Target could be so much more efficient. Hi, you're hired! Please bring in your Driver's License and Social Security card on your first day. .... Oh, I see you brought your documents great. I'll enter all of your information into the system. I'd like you to meet Joel. You'll be working with him this week. Done.


----------



## Black Sheep 214 (Oct 9, 2021)

Jjoxo said:


> I didn’t get a phone call the next day so I called them back and then finally they called me back a couple days later and told me they don’t know when the orientation will be or when my first day will be and don’t have a guess as to when at all either… but they’ll definitely call me once they know.
> Whatever that means lol. Pretty weird process for being hired to a job! Not the norm.

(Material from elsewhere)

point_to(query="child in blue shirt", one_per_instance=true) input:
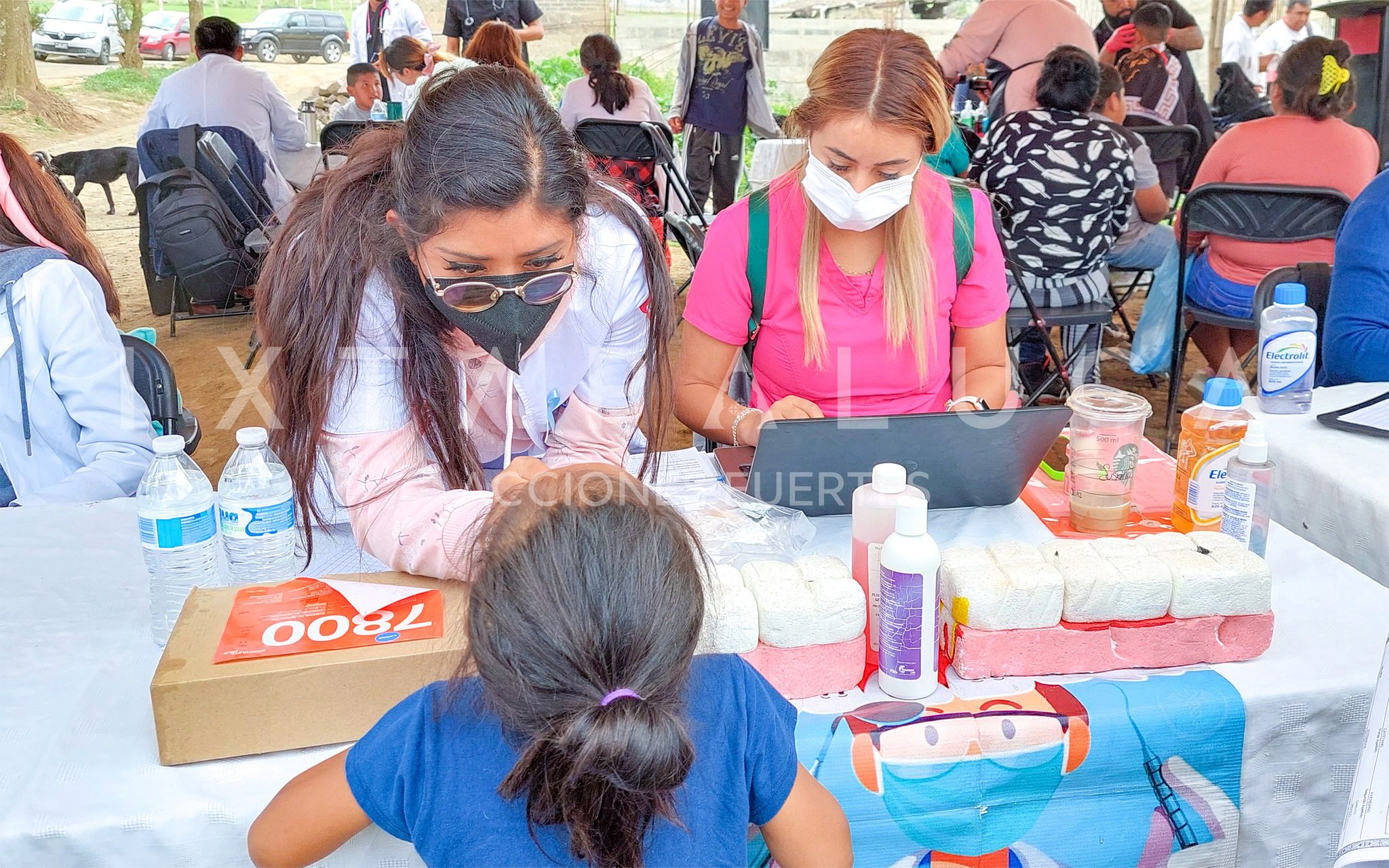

Not the norm for most places, but absolutely standard procedure for the chaos that is Target, at least at my store, every hiring season.🙄


commiecorvus said:


> I find it amusing that they hire people, take weeks to give them an orientation date, then are surprised when half of them don't show up.


And they never seem to learn from it, leading to the usual call from HR to department leadership: 

HR: “You know those new hires of yours, John Doe and Mary Smith, that you hired four weeks ago? Well, they called and took other jobs, so you need to start interviewing again. I wonder why they withdrew their applications before we even gave them orientation dates…”

Exasperated TL who hears this at least three times a year: Yeah, I can’t imagine…🙄


----------



## Frontlanegirl (Oct 10, 2021)

My store really works hard to get new hires in within a week of passing their background-check.


----------



## HRTMKendall (Oct 10, 2021)

I don’t know why stores do this! Why hire if you don’t know when the candidate will start? That’s how you lose them! Is it really that hard to know when you can conduct orientation? Ugh 🙄


----------



## Yetive (Oct 10, 2021)

My store has a regular time for orientation every week. If someone can't make it, they will make another time.


----------



## Tarshitsucks (Oct 11, 2021)

HRTMKendall said:


> I don’t know why stores do this! Why hire if you don’t know when the candidate will start? That’s how you lose them! Is it really that hard to know when you can conduct orientation? Ugh 🙄


Because they know people are desperate. That they will wait if they are. Personally if they don't hire right away the op should go on other interviews. When they finally ask a person when to start the op can tell them fuck off. I waited and you didn't tell me so I got a job somewhere I could start right away.


----------